İYİ Parti Genel Başkanı Müsavat Dervişoğlu, partisinin grup toplantısında önemli açıklamalarda bulundu. Dervişoğlu, özellikle İmralı’daki PKK elebaşı Abdullah Öcalan ile ilgili gelişmelere dair sert bir tepki gösterdi. Toplantıda, siyasi ortamda yaşananlara işaret ederek, iktidarın bazı meseleleri halktan sakladığını belirtti. Dervişoğlu, konuşmasında şunları ifade etti:
İMRALI GÖRÜŞMESİNE TEPKİ
“Bu katilin silah bırakma çağrısını yaptığında, bunun arkasında bir af sürecinin gerekeceğini, kimse görmek istemiyor.” diyen Dervişoğlu, toplumda yaşanan bu kayıtsızlığın tehlikeli sonuçlar doğuracağına dikkat çekti. İYİ Parti lideri, “Bugün sessiz kalırsan yarın çıkartacak bir sesin kalmayacak.” diyerek halkı bilinçlendirme çağrısında bulundu. Dervişoğlu, iktidarın İmralı sürecine dair tutumunu eleştirerek, bunun yalnızca siyasi bir strateji olduğunu ifade etti.
Dervişoğlu, ayrıca iktidarın milli ve manevi değerleri sömürmekten çekinmediğini, dini siyasal bir malzeme olarak kullandığını vurguladı. “Şehit tabutunu kürsü yaparak, cenazede propaganda yapan yine bunlardır.” diyerek, iktidarın tutumunu eleştirdi. Katil terörist başının mecliste konuşulabilmesinin altını çizen Dervişoğlu, bunun devletin almış olduğu bir tavır olduğunu belirtti ve bu zihniyetin vatan, yasalar, örf ve töreler üzerinde olumsuz etkileri olduğunu ifade etti.
ZAMLAR ÜZERİNDE DURDU
Dervişoğlu, ekonomik sorunlara da değinerek, “Sadece zam var ağızlarında.” ifadesini kullandı. Maaş zammı yerine sadece vergi artışları, yol ve köprü zamlarının gündemde olduğunu belirtti. Bu durumu, sahte zafer nutukları olarak tanımlayarak, iktidarın sorunları görmezden geldiğini belirtti. İYİ Parti lideri, insanları kaderlerine razı olmaya zorlamanın yanlış olduğunu vurgulayarak, iktidarın halkı sadece şükretmeye yönlendirdiğini ifade etti.
TEHDİT SİYASETİ VE PKK
Dervişoğlu, Suriye’deki durumu da ele alarak, Suriye’nin petrolüne sahip olan PYD’nin, PKK’nın kardeşi olduğunu hatırlattı. Bu yapının 11 yıldır Türkiye’nin gözleri önünde devletleştiğini belirten Dervişoğlu, mevcut iktidarın bu duruma sessiz kaldığını vurguladı. “Bir gece ansızın gelebiliriz” söyleminin altındaki gerçeğin, Türk milletinin bu duruma karşı duyarsız kalacağına inanmaları olduğunu belirtti. “Çünkü, bunların hatasını sorgulamayacağımızı düşünüyorlar ama ben soracağım, Türk Milleti de soracaktır.” dedi.

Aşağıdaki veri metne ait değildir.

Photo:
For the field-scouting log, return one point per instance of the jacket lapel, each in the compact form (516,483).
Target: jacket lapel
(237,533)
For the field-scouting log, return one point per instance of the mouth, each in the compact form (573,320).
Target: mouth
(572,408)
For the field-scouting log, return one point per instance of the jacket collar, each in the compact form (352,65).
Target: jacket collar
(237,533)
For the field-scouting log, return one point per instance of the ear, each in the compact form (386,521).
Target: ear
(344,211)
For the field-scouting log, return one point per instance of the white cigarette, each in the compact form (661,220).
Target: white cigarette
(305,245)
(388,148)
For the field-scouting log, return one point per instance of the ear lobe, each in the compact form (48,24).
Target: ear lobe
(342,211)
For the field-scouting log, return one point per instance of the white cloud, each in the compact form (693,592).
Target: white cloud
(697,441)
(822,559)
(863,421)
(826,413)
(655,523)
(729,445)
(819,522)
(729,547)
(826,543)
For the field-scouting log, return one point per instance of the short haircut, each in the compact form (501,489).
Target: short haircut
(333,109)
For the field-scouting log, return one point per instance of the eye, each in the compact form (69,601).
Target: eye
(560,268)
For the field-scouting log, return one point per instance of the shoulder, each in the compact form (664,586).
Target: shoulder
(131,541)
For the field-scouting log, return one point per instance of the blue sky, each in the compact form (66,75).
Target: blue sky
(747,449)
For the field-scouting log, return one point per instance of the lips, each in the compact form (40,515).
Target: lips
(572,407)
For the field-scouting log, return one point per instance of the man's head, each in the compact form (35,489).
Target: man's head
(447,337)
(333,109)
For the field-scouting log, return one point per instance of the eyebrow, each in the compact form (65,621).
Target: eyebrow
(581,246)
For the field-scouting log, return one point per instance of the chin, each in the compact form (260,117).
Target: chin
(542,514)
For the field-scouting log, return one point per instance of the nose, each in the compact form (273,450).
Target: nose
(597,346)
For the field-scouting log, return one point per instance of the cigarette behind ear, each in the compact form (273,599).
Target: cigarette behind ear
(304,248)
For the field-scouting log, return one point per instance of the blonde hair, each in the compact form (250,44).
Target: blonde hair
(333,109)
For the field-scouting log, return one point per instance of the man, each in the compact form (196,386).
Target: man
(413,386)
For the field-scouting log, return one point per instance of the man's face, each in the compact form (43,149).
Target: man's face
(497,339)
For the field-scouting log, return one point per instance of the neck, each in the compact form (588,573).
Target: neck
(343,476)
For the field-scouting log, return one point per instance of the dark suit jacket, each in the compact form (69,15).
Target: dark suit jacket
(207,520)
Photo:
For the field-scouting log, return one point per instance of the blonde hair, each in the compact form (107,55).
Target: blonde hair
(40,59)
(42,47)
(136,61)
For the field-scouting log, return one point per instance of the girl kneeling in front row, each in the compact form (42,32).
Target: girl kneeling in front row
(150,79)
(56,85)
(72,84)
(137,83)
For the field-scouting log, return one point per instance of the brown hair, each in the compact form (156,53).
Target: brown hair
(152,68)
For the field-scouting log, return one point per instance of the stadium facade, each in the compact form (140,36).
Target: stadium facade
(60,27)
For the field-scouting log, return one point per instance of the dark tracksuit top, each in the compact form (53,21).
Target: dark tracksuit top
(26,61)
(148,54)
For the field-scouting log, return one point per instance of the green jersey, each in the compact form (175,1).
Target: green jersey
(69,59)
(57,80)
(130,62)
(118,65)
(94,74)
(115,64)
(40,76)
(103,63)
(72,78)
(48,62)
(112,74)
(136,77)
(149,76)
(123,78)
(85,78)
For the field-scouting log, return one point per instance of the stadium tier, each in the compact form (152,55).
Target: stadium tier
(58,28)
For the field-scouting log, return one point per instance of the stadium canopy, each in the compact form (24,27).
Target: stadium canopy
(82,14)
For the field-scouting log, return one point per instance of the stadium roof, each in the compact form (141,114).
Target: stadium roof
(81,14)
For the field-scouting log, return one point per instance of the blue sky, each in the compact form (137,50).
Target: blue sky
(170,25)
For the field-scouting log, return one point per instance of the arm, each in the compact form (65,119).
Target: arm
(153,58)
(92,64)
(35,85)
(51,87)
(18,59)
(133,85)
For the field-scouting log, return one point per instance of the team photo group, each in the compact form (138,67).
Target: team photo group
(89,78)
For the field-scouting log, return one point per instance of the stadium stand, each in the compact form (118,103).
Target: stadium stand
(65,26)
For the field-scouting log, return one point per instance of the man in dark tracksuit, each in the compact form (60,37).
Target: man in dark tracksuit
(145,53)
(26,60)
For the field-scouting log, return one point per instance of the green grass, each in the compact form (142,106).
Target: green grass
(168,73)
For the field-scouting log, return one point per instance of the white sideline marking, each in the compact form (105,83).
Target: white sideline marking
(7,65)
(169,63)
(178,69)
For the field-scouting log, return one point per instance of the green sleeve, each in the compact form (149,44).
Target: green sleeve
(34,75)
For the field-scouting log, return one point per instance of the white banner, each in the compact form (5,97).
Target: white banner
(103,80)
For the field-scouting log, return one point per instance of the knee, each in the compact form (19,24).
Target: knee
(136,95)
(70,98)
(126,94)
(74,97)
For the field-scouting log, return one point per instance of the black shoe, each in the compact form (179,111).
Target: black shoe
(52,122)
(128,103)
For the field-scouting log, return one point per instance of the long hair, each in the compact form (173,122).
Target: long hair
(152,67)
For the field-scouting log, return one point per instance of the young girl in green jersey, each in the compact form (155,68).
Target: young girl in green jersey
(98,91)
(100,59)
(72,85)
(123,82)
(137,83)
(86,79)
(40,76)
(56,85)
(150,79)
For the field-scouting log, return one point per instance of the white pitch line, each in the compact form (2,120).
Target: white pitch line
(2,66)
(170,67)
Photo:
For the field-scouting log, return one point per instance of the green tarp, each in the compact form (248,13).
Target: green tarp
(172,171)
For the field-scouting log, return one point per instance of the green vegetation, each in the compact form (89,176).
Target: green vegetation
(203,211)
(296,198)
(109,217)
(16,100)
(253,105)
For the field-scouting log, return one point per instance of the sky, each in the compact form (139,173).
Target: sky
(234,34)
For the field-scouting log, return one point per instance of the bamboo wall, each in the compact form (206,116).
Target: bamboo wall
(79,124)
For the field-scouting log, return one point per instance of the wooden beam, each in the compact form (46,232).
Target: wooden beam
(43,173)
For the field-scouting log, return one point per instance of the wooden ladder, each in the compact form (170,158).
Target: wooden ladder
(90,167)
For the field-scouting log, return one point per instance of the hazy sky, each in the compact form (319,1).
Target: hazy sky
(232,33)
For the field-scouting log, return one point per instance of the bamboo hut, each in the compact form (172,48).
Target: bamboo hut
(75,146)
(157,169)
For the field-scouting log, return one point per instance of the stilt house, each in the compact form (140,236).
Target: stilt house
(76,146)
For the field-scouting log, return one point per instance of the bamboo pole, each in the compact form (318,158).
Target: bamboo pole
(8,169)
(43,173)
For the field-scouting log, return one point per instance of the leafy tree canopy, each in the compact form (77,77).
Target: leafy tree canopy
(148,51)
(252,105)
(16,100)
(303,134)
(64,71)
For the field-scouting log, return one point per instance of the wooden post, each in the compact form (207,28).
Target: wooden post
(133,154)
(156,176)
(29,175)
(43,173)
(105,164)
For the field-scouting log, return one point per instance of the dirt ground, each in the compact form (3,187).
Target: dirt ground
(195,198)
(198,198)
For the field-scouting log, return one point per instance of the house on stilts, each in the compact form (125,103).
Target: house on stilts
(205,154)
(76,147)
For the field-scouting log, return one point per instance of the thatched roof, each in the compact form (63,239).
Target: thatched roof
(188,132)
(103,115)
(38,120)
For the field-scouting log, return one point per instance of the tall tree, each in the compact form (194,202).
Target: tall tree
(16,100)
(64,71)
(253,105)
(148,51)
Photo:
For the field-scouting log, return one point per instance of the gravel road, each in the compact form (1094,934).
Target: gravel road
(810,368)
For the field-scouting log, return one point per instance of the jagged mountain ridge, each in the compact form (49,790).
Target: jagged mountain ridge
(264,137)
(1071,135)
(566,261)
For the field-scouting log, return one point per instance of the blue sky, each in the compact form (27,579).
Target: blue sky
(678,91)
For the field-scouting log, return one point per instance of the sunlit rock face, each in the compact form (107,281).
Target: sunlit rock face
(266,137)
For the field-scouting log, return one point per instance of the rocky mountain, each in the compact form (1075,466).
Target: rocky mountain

Dervişoğlu, 40 yıldır PKK’nın sebep olduğu kayıplara ve bu durumun toplum üzerindeki etkilerine de değindi. 50 bin kişinin hayatına mal olan bu terör örgütünün, mecliste adının kolayca zikredilmesini ve PKK liderinin “beyefendi” olarak anılmasını eleştirerek bunun da toplumda ciddi bir rahatsızlık yarattığını dile getirdi. “Kimse bu katilin silah bırakma çağrısını yaptığında, bunun bir af süreci gerektirdiğinin farkına varmaz diyorlar.” diyerek, mevcut durumu eleştirip, bu af sürecinin sonucunda Türkiye’nin adalet sisteminin ciddi şekilde etkileneceğini öne sürdü.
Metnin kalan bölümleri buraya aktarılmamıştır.